- Origin: Boston, Massachusetts, US
- Genres: Funk, street beat
- Years active: 1990–present
- Labels: Cuneiform; Accurate; Innova;
- Members: Ken Field; Tom Hall; Dave Harris; Phil Neighbors; Blake Newman; Jerry Sabatini;
- Website: revolutionarysnakeensemble.org

= Revolutionary Snake Ensemble =

The Revolutionary Snake Ensemble is an American instrumental musical group led by Boston, Massachusetts based saxophonist Ken Field. They performs an improvised style inspired by the second line brass bands of New Orleans parades. The group's colorful costumes and creative arrangements have earned it invitations to entertain audiences as large as 20,000

Revolutionary Snake Ensemble performances have included many venues including: the New Orleans Krewe of Muses Mardi Gras Parade, Kennedy Center for the Performing Arts, the Cambridge River Festival, the HONK! festival, Regattabar, the Central Square World's Fair, the Somerville Theater, First Night Boston, First Night Providence, First Night Fall River, the Boston Museum of Fine Arts, the Brooklyn Academy of Music, the Puffin Cultural Forum, Tipitina's (New Orleans) and the Berklee Performance Center.

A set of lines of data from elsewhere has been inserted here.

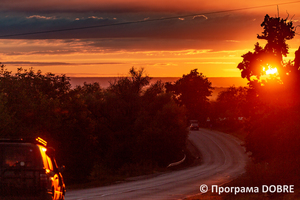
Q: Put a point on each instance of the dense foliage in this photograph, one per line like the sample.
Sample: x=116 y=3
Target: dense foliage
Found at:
x=274 y=102
x=192 y=91
x=129 y=123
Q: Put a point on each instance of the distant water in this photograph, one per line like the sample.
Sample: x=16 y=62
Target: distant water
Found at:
x=219 y=83
x=105 y=81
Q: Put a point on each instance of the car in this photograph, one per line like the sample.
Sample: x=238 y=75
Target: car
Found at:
x=194 y=126
x=29 y=171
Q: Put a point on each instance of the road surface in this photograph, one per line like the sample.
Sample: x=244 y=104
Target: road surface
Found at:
x=223 y=160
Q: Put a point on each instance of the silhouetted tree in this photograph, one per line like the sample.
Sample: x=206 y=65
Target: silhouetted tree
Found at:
x=232 y=104
x=192 y=91
x=276 y=32
x=274 y=102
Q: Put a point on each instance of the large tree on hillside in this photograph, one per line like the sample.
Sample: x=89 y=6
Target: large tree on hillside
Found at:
x=276 y=32
x=192 y=91
x=274 y=103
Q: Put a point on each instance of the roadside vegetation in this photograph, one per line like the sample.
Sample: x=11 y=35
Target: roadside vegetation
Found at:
x=134 y=128
x=130 y=128
x=265 y=115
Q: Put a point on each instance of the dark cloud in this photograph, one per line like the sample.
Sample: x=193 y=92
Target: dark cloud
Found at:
x=40 y=64
x=211 y=27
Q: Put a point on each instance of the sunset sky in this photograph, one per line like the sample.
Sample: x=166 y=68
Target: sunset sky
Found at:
x=208 y=35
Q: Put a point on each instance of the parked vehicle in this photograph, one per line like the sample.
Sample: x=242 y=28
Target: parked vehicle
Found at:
x=28 y=170
x=194 y=125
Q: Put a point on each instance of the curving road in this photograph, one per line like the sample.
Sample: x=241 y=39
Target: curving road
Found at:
x=223 y=160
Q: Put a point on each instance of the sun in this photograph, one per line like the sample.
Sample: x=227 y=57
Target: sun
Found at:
x=270 y=70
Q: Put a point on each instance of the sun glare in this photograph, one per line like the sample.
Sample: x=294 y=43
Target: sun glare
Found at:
x=270 y=70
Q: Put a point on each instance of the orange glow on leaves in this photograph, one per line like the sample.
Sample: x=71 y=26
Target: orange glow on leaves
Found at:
x=270 y=70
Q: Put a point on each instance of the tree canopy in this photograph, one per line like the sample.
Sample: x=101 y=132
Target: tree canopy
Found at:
x=192 y=91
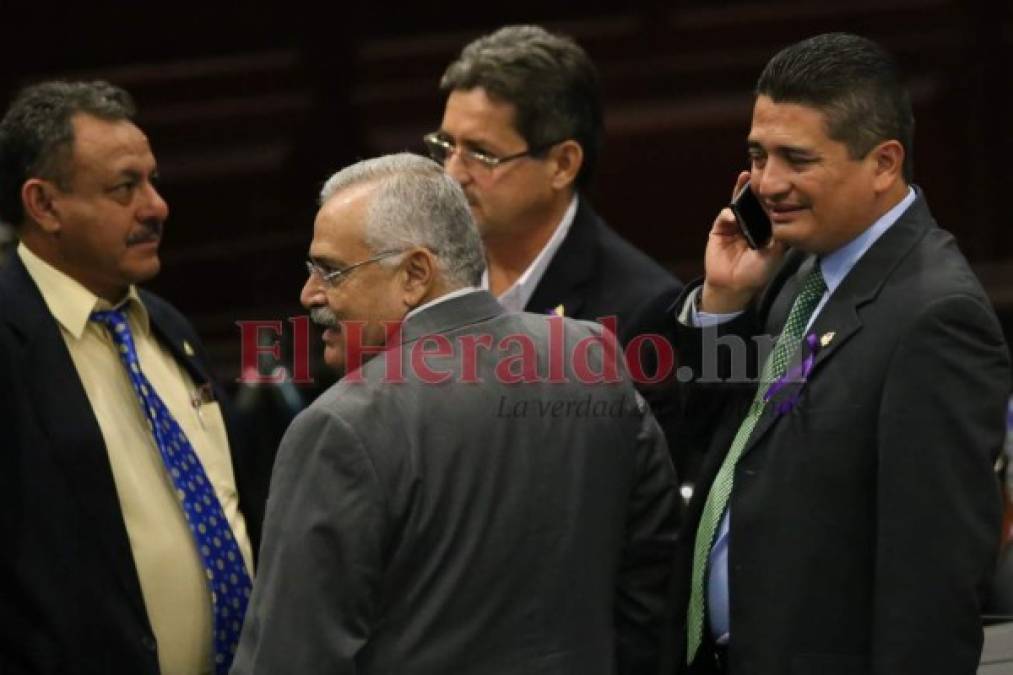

The Ensemble can be heard on Parade of Numbers, an animated counting piece regularly aired on the beloved children's program Sesame Street, since 1995. It was animated by Field's late wife Karen Aqua (1954-2011).

Repeatedly nominated in their Best Music Poll by The Boston Phoenix and WFNX Radio, the Revolutionary Snake Ensemble includes a roster of notable Boston-area musicians. The group has been twice nominated by a panel of music writers and critics for a Boston Music Award, and was nominated Best Jazz Group in the 2014 New England Music Awards.

Their latest release, Live Snakes (Accurate Records 2014), was recorded in 2011 and 2013 in Boston, Brooklyn, & Manhattan, and documents four distinct incarnations of the ensemble, with two remixes by Field. "Live Snakes" features guest musicians Charles Neville, Josh Roseman, Kenny Wollesen, and Matt Darriau.

Forked Tongue, the group's second CD, was released May 13, 2008 on the Cuneiform label and includes, among other tracks, a brass reinterpretation of Billy Idol's "White Wedding." The CD was included on best-of-year lists from the Village Voice, Georgia Public Radio, the Postimees (Estonia), KMUW (Wichita), WFNX (Boston), WRUW (Cleveland), AllAboutJazz.com, WUSM (Madison, WI), WNMC (Detroit), and WUSB (Stony Brook, NY).

Year of the Snake was the group's debut CD, and includes interpretations of music by other artists including Field, Sun Ra, John Scofield and James Brown. Liner notes were contributed by music producer Scott Billington. The CD was listed as one of the top CDs of the year on New York NPR affiliate WNYC, in the New Orleans Gambit Weekly, and on Radio Popolare in Milan, Italy.